October 23, 2012
There comes a point in every betch’s day when someone says, does, or eats something so offensive that words cannot possibly express your overdramatized rage. Be it that your fashion nemesis insta’ed a picture of the same nouveau leopard Céline bag you just bought, your professor's sweat stains are bigger than city from which your housekeeper emigrated, or someone in a five mile radius is wearing Angel, there is a tried and tested method of displaying our lack of support for these people's existence. This brings us to dirty looks.
For betches, condescending expressions are pretty much our second language. I give so many that I like don’t remember how to emote verbally. In fact, there are even several different types of dirty looks that allow us to display a different emotion in any given situation. This is our 5-point plan for telling people to fuck off.
1. The Blank Stare: There is an important balance between being extremely intense and doing nothing at all. If you don’t know how to gaze in a furiously subdued manner then you are probably the offspring of some teacher’s lounge love affair. The perfect blank stare says "yes I hear you but in no world would I possibly ever care enough about what you're saying to actually take it in and process it."
*Audience most often used includes parental rants, professor lectures, friends talking about issues that don't involve you.
2. The Subtle Nostril Flare: Not to be confused with the lesbian angry face that rodeo bulls make. This is a subtle rising of the bottom part of ONLY one side of your nose. This is how a betch symbolizes that she is grossed out by something on a deep, existential level. Ew did she just instagram from alphabet city?

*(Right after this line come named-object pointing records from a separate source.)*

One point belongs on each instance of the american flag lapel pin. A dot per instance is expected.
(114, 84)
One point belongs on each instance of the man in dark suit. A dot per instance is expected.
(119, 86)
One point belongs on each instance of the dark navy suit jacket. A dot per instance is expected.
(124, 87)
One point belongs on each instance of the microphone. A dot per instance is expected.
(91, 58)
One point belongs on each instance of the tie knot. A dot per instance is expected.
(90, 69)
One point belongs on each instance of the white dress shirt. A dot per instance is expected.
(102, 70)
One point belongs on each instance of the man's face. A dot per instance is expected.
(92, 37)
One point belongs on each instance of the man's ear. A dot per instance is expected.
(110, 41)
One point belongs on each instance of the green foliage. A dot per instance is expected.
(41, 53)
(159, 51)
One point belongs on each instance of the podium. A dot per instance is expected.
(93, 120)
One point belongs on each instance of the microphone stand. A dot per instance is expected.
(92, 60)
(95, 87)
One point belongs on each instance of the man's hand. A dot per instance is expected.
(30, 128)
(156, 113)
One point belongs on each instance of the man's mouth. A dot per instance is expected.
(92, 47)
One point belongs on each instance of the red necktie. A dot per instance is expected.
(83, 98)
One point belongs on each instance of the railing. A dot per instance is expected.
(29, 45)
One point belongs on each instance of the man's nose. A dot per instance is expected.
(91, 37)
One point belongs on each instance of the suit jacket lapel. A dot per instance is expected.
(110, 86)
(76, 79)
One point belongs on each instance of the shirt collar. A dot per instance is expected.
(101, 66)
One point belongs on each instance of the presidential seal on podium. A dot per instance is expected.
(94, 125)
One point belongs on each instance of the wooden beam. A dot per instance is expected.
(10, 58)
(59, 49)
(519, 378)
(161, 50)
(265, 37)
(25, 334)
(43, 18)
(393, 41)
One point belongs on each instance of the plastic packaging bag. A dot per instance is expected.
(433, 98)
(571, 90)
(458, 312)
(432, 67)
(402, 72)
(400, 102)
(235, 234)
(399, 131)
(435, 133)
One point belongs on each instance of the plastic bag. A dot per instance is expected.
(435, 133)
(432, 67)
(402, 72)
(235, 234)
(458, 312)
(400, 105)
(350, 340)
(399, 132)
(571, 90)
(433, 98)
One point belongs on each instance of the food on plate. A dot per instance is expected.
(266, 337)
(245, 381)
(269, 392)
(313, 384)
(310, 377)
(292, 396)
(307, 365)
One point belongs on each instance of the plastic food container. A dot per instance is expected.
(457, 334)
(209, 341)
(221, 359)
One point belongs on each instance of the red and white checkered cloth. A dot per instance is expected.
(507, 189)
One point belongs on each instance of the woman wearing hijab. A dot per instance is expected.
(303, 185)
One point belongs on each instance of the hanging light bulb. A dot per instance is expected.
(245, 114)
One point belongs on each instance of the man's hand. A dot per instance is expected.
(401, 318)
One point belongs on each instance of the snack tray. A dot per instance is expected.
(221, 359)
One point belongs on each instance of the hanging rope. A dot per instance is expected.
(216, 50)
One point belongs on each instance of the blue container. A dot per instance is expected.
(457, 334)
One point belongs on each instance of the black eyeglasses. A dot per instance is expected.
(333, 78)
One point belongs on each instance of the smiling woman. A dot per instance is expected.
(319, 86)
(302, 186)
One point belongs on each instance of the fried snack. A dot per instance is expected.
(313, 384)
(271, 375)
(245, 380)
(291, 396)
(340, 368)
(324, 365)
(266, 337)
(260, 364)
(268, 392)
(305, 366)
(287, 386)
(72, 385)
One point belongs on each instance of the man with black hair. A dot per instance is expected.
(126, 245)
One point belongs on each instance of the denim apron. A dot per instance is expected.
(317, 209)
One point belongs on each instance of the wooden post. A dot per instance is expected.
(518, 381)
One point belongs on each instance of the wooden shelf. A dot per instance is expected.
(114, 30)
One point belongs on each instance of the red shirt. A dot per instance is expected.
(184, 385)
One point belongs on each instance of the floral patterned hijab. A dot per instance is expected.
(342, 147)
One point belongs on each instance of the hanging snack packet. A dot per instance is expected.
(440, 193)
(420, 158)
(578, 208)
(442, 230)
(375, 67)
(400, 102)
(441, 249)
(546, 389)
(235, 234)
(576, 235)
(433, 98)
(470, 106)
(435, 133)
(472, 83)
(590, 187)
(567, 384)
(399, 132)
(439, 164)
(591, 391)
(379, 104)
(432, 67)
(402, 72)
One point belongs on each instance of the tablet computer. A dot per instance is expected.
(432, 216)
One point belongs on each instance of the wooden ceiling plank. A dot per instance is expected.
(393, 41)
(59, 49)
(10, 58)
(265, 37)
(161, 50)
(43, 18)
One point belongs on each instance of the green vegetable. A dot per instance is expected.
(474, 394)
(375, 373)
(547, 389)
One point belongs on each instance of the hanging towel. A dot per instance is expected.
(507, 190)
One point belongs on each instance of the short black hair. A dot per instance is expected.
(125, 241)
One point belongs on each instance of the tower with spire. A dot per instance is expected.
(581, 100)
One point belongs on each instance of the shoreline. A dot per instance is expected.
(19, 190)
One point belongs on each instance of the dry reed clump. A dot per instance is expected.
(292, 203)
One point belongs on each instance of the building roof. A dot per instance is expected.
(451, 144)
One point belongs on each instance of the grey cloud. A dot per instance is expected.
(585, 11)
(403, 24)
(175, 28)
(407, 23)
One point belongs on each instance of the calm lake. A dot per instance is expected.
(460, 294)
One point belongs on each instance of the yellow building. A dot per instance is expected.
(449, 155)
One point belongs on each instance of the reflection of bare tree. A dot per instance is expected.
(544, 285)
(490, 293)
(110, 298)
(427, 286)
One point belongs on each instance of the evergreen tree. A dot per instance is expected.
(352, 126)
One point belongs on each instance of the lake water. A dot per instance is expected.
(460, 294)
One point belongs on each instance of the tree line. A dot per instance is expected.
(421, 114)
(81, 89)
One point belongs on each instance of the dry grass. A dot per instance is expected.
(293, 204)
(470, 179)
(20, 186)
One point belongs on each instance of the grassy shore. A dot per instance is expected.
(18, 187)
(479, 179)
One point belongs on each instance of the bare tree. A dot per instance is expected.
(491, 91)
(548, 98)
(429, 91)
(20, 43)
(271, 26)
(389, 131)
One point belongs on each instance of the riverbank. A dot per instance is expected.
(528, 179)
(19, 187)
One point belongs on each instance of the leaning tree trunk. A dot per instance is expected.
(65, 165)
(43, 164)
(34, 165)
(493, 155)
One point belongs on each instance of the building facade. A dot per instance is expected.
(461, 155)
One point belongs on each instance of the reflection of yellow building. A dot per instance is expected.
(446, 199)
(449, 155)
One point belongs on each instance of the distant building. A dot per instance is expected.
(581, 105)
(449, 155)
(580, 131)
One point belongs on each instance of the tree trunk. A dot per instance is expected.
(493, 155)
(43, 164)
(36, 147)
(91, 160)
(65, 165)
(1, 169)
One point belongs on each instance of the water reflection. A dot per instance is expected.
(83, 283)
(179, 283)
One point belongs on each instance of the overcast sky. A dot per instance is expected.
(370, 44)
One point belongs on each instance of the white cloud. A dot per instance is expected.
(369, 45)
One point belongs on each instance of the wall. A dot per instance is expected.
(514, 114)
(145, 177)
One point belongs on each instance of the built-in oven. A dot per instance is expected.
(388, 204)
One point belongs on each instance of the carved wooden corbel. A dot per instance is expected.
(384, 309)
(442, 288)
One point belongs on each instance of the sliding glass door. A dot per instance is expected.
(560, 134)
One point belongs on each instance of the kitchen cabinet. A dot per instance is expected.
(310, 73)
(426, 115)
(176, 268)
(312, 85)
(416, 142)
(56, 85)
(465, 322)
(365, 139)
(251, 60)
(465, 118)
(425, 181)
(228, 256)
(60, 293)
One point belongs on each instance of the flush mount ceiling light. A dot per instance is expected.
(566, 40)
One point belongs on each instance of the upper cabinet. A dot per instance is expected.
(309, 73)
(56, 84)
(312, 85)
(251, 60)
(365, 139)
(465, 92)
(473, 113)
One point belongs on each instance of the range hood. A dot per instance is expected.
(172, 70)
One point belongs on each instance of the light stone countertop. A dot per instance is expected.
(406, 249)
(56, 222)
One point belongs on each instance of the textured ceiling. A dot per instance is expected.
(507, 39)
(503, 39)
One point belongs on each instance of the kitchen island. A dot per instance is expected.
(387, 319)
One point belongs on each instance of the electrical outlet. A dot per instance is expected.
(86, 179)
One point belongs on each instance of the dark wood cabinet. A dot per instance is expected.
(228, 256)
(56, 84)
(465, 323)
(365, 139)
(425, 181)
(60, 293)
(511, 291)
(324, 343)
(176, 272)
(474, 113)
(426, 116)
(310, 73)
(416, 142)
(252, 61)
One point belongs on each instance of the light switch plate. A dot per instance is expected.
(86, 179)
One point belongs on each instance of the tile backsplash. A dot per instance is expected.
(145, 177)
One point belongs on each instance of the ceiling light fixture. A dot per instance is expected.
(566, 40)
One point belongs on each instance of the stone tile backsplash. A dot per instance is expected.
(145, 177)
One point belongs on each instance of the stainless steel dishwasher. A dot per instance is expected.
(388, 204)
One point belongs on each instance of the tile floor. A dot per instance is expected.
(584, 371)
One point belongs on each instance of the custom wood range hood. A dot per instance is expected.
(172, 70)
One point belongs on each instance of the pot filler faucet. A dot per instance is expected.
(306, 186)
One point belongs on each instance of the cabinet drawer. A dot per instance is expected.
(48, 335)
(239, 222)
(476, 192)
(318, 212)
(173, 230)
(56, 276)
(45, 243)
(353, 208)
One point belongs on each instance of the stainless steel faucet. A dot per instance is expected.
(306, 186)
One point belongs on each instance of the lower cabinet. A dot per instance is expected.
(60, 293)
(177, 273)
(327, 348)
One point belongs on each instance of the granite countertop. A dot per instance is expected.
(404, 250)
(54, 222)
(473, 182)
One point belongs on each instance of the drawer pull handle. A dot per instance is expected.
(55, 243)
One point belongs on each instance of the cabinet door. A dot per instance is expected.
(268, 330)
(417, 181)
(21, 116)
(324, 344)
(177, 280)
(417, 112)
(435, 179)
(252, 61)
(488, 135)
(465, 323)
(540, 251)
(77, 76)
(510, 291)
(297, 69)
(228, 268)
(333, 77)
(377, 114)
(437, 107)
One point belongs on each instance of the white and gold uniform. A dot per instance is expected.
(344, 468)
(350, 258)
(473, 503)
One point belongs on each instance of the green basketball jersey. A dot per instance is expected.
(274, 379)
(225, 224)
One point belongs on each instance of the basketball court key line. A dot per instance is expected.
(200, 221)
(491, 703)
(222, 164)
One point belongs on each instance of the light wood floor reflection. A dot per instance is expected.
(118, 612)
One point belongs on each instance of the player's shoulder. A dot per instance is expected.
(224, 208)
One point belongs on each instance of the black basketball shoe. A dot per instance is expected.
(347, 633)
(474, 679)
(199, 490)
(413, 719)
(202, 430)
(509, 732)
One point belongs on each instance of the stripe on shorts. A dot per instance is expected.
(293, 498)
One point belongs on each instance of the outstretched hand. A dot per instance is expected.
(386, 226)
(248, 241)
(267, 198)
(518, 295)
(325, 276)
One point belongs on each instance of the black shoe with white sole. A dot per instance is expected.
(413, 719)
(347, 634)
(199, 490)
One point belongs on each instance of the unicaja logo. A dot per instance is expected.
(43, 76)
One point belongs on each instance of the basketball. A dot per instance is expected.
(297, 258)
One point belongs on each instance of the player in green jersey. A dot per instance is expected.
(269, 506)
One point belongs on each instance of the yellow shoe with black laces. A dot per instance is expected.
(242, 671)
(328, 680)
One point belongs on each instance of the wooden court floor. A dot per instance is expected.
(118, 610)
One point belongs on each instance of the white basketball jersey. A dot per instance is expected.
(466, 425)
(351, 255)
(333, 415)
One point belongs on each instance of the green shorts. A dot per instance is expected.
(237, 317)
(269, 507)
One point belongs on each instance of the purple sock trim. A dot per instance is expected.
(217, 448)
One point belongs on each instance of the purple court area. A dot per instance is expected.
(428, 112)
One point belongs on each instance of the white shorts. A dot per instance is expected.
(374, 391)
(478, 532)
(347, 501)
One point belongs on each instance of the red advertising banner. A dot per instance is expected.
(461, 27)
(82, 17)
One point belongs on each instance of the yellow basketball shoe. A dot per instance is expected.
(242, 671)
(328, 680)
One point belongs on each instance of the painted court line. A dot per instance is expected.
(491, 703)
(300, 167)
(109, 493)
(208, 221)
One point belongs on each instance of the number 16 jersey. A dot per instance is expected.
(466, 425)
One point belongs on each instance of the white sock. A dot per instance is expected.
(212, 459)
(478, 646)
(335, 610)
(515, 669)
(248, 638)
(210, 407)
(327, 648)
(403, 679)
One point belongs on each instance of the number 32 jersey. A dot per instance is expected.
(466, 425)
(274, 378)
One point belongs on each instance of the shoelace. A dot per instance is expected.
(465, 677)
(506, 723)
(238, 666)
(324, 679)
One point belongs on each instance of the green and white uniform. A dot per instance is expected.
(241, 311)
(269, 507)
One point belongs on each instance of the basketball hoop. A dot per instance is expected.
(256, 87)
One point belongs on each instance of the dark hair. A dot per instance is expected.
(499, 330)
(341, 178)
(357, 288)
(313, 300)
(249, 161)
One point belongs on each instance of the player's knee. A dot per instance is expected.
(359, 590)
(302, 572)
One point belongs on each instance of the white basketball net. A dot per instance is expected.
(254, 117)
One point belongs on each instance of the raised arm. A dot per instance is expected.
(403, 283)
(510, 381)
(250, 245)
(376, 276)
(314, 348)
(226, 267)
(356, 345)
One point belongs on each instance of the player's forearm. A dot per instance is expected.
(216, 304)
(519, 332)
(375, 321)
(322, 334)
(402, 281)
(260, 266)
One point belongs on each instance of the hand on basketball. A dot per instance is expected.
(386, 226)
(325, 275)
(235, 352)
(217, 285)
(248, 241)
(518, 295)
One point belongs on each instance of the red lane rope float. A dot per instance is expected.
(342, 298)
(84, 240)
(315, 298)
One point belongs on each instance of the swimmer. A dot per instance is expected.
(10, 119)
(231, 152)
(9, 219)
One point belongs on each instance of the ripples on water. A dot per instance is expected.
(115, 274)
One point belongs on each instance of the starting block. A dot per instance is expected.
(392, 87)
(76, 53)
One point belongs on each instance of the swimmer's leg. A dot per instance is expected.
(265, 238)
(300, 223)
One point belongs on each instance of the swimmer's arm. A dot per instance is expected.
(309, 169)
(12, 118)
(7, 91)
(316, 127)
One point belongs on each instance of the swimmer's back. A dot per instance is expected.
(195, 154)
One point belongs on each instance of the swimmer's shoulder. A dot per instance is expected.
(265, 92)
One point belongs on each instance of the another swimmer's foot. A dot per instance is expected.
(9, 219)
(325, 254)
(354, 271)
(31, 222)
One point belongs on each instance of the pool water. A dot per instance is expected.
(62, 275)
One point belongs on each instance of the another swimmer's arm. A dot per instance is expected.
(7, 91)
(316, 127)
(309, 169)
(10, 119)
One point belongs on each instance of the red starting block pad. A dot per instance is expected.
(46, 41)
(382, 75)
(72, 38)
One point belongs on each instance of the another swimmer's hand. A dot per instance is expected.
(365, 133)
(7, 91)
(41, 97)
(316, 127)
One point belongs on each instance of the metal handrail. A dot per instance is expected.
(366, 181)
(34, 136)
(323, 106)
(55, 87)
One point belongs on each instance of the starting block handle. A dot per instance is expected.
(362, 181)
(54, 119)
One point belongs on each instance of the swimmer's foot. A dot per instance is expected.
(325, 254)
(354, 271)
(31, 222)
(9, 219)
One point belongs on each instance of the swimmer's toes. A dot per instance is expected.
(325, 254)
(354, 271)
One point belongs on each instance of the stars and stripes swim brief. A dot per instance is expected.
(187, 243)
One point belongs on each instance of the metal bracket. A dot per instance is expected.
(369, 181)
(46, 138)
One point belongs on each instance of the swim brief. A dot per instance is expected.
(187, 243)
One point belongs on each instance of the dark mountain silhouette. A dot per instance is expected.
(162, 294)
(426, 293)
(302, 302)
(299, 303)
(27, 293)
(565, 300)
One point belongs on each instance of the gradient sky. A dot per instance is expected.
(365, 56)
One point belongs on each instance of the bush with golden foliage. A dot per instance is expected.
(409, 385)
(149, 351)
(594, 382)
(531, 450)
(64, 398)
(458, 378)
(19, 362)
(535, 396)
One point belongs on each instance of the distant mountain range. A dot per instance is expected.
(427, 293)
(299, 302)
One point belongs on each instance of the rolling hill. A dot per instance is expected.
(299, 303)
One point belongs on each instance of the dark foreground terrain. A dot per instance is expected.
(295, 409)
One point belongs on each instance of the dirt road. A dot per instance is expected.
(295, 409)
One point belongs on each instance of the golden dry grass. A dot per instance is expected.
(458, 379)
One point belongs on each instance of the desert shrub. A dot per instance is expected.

* Audience most often includes friends who are mildly irritating and any actions taken by the dud.
3. The Less Subtle Nostril Flare: You may not have guessed but this is a more extreme version of the subtle nostril flare. This gesture denotes that you are so annoyed that a simple eyebrow raise won’t convey it to the proper degree. Half and half, really?
*Audience includes, your frenemy at the bars, a fugly girl near you, the mention of anyone you generally hate.
4. Eyelid Tension: If you want to convey greater disapproval than an eyebrow raise will offer, squeezing together the skin above your eyes is a great way to tell people that you are vexed. This was a common method for the aristocracy to give shit to commoners. How retro.
*Audience includes poor people, the nice guy who hasn't finished your paper in time for class, the barista taking 10 fucking minutes to make your latte.
5. The pursing of the lips a la Miranda Priestly: This look will pretty much induce suicide.
To be honest, dirty looks are just an extension of our laziness. And frankly, fake smiling becomes tiresome. It's like, why would we want to waste precious energy and time vocalizing our feelings? Fuck feelings. Feelings are for the working class. Dirty looks follow the same logic as summer internships: if you want me to work hard, you should pay me, but for now, I'll just sit here and stare at you/the computer.
Giving a dirty look is the antidote to empathy. Instead of us giving a shit about other people's feelings, we simply contort our faces to show others that we think they're fucking disgusting. This sort of exchange between betches and others is just another way in which we exert our animal dominance in girl world. If our betch ancestors have taught us anything, it's that your regime is only as powerful as your clenched jaw while looking at Crocs.